Some brainstorming on required rate of return

We often hear investors say that they are seeking a 15% return and almost as often we hear managers says that their objective is to achieve at least this level of return, so much so that this figure has become almost mythical. What's going on here?
In current market conditions, the required rate of return from a stock with average risk is about 9%, i.e. the 10-year yield on government bonds (about 4.1%) plus a risk premium of about 4.5%. So 15% is really too much to ask, isn't it? Not for companies with a beta coefficient of at least 2.4. But fewer than 0.2% of major listed European companies have such a beta!

How can a company achieve and sustain this 15% level?
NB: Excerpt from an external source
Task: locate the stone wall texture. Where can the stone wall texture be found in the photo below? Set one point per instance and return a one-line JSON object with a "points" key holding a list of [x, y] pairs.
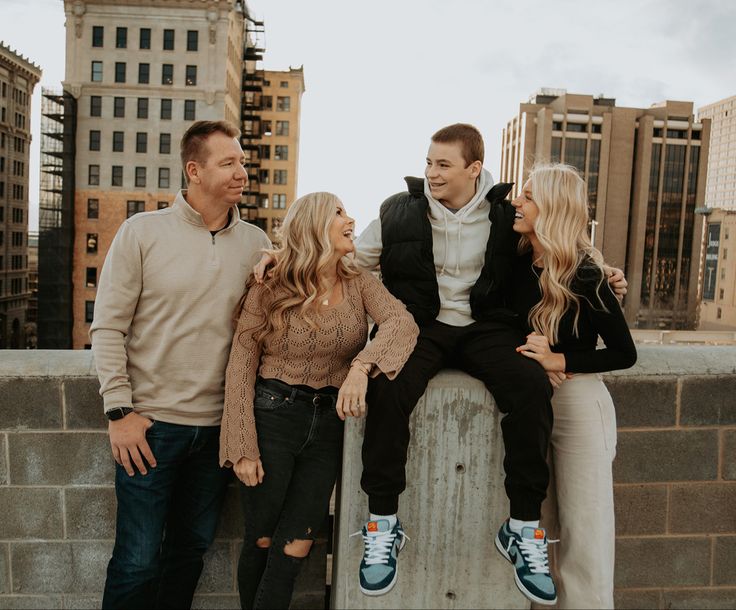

In fact, economic theory and common sense tell us that, over a given period, ROCE corresponds to the return that is required under normal conditions, given the level of risk. And this is increasingly the case with deregulation and technical advances, which are doing away with barriers to entry faster and faster. Major groups who are leaders in their fields with patents, well known brand names, strong market share and powerful distribution tools on mature sectors only manage to make back their cost of capital or slightly more. These include ENI, Bayer, Air Liquide and… Coca-Cola.

A company creates value when it invests in projects that, at average risk, return, nowadays, 7 to 9%, and not 15% and above. To demand 15% is to miss out on lots of value-creating investments!
For an investor to demand 15% at an average risk level would be just as unreasonable as to demand an immediate 50% jump in the minimum wage or a 33% cut in the working week at the same salary. Even Karl Marx wouldn't be that unreasonable!
At an average level of risk, a 15% return is unsustainable and is unjustifiable from a theoretical point of view and therefore is no more justified than the Coué method. Obstinately demanding 15% can push managers into dangerous behaviour, such as excess debt and aggressive deconsolidation. Let's hope that the managers who set this 15% target do so on equity that has been subject to one-off write-downs or goodwill, in fact achieving just 9% on total shareholders' equity. If they do so, then we can forgive them!